Добавить в цитаты Настройки чтения

Страница 10 из 95



А было это бесформенной массой разбитых досок - остатки камбуза, сорванного первым же напором воды, затопившей палубу "Дульсинеи", и масса эта удержалась на плаву, когда сама "Дульсинея" уже упокоилась на морском дне. Петру удалось вскарабкаться на этот своеобразный плот, части которого не распадались только милостью Божией и который вел себя словно дикий мустанг, старающийся сбросить седока. Так, вцепившись в эти доски руками и ногами, Петр провел на них много изнурительных часов, каждая секунда которых могла оказаться для него последней. К вечеру море успокоилось, и после очень холодной ночи, которую он провел без сна, стуча зубами, настало утро: небо - словно выметенное, без единого облачка, море тихое, оживляемое лишь мелкими игривыми волночками.

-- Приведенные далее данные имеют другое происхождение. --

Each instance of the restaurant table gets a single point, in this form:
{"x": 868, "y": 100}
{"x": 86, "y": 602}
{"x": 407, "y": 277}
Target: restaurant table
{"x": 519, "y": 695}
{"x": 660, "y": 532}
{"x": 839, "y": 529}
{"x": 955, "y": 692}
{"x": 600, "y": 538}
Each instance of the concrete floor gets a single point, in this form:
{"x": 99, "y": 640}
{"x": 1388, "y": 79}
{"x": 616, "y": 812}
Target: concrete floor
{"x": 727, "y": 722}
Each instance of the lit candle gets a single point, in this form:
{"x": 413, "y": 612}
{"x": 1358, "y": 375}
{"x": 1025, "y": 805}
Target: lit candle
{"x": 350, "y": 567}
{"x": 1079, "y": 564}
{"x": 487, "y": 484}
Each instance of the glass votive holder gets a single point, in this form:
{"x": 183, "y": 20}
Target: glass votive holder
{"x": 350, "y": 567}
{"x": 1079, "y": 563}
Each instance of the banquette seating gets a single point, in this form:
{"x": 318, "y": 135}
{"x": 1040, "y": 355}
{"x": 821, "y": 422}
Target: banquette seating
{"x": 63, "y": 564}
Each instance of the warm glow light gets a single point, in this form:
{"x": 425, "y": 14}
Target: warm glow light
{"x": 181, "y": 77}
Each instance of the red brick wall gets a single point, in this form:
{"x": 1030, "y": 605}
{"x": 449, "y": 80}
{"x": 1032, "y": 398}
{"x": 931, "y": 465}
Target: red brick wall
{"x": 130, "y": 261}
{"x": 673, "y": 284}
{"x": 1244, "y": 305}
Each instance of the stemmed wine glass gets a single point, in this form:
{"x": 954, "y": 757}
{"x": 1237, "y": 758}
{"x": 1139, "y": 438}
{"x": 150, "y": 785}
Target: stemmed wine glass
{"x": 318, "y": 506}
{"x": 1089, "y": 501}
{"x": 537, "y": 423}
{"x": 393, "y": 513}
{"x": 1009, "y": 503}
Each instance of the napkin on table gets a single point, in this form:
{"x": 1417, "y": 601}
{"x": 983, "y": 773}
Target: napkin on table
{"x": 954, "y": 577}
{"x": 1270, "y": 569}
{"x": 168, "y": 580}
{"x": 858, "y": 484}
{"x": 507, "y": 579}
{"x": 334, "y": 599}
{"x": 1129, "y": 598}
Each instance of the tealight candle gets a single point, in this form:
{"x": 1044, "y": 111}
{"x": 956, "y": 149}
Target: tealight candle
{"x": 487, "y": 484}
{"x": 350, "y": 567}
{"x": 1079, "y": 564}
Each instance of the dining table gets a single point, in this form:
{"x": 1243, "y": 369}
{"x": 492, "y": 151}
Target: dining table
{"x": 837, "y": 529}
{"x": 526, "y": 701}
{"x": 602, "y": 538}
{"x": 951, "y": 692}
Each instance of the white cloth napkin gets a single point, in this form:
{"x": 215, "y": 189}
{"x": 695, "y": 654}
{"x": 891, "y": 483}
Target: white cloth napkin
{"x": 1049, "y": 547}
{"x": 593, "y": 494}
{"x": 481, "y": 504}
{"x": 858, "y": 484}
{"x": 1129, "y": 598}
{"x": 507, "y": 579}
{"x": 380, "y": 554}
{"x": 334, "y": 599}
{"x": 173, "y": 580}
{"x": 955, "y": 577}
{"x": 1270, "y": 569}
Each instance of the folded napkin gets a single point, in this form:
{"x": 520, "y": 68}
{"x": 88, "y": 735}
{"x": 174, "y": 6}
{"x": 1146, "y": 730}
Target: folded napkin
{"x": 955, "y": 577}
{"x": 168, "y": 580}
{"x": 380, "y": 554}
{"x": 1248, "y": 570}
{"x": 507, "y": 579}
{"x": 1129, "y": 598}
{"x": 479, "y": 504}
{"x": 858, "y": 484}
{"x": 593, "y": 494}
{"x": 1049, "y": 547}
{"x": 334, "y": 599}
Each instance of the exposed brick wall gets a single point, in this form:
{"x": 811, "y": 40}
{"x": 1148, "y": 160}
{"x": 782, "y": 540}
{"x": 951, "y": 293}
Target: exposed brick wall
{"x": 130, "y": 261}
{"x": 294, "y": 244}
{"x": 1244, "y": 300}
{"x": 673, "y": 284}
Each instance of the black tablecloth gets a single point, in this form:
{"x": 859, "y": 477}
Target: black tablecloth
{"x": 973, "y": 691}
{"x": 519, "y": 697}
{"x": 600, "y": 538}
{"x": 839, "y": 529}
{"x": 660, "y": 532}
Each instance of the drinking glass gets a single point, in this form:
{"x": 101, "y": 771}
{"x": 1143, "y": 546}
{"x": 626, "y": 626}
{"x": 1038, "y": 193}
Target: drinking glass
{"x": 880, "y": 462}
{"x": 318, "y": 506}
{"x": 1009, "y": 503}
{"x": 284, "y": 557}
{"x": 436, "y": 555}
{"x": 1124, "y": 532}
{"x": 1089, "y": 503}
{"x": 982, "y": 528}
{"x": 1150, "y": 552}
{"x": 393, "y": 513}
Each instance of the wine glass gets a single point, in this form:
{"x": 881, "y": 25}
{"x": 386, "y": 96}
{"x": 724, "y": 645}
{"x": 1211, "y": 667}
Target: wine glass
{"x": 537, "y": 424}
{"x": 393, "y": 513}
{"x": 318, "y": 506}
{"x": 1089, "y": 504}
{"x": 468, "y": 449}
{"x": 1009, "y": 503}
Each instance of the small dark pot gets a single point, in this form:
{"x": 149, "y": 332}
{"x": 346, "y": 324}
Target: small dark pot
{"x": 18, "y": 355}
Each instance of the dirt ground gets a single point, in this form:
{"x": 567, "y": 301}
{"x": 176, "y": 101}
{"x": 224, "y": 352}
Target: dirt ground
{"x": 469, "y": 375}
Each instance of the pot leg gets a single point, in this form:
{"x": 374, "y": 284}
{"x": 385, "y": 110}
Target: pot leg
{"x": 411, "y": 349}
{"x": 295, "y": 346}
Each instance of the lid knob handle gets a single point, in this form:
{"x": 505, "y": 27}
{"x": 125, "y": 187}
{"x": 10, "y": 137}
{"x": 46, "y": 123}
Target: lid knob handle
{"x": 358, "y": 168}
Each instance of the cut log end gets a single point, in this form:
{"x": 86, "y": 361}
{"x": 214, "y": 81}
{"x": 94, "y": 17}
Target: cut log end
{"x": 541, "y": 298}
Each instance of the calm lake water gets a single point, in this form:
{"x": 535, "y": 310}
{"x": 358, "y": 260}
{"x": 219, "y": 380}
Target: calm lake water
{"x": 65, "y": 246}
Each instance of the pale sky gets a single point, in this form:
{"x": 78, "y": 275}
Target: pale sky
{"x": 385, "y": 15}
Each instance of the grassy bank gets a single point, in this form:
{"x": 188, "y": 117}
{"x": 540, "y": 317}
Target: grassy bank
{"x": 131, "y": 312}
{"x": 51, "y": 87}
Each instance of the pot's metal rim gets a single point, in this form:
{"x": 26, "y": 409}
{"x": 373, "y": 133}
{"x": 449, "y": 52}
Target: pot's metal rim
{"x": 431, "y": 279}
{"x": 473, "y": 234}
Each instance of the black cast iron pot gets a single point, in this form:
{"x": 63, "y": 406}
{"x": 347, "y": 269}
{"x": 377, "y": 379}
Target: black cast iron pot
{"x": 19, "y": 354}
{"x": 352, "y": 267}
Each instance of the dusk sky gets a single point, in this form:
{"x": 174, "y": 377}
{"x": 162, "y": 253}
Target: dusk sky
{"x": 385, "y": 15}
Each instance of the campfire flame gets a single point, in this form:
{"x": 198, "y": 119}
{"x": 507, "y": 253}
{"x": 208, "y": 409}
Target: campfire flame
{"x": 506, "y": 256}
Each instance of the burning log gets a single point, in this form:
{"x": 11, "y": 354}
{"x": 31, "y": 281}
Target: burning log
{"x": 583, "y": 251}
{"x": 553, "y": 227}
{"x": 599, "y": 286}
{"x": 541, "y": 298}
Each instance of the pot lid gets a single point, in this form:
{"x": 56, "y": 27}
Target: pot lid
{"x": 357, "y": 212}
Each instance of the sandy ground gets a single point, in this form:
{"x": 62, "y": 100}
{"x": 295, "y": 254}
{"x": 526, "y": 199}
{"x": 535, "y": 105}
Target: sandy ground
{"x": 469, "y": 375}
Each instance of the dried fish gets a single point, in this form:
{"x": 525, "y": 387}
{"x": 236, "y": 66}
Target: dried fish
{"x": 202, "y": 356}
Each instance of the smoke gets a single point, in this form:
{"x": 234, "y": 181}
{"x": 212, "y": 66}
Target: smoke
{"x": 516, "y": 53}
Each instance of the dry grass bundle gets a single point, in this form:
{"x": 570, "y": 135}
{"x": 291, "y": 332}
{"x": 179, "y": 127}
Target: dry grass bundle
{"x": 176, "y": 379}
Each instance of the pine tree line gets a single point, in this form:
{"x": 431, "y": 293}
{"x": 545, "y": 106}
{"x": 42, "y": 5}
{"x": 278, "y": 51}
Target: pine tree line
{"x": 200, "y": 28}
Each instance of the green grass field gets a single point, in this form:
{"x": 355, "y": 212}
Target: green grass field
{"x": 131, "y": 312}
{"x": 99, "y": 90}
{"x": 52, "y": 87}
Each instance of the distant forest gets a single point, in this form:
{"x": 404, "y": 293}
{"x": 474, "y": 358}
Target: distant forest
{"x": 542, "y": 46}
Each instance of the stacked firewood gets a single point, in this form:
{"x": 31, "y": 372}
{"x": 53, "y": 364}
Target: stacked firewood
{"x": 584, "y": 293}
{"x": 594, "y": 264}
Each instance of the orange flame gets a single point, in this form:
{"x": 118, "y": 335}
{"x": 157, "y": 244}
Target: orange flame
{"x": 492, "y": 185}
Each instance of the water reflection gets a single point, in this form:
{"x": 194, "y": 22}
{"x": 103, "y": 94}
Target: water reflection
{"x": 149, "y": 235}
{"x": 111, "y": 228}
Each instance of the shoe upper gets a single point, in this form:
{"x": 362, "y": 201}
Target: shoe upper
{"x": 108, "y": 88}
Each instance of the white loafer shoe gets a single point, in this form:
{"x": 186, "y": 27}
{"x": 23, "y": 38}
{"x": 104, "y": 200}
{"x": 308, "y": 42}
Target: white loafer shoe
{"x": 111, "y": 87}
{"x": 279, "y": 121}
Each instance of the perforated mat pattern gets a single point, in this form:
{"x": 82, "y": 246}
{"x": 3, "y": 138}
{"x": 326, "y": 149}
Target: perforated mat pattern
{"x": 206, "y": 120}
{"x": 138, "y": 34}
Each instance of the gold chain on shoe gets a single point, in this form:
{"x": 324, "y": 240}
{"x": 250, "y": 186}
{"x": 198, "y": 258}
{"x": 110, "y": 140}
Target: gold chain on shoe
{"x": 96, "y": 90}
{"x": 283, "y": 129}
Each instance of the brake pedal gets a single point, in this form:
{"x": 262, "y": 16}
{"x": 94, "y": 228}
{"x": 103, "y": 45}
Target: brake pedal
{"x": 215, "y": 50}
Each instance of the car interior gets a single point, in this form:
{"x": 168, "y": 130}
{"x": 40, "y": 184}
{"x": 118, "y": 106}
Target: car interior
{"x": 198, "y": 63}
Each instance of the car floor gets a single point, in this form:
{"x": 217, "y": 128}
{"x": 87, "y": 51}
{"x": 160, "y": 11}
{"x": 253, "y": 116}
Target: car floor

Петр прожил на обломках камбуза целых три дня и еще значительную часть четвертого, спасаясь от гибельной жажды и теплового удара тем, что время от времени погружался в воду, после чего снова всползал на плот и отдыхал, пока солнечный зной не сгонял его опять в воду. Так прошли двое суток после караблекрушения; на третьи, белый с головы до ног, ибо его покрыл слой высохшей соли, он уже лежал без движения, ослабев до того, что не решался окунуться в воду, опасаясь, что не сможет взобраться обратно. Временами он впадал в опасный сон, от которого мог и не проснуться, и снилось ему, что он идет по белой равнине и бросает в рот полные пригоршни снега. Когда же, на четвертые сутки, в час, когда солнце приближалось к зениту, он на мгновение очнулся,- вероятно, опять-таки сработало его шестое чувство или внутренний голос разбудил его,- он увидел на горизонте большой трехмачтовый корабль, шедший под всеми парусами прямо на него. Петр сумел еще подняться на колени и, сорвав с себя лохмотья рубашки, принялся махать и махал до тех пор, пока и небо, и море не почернели в его глазах.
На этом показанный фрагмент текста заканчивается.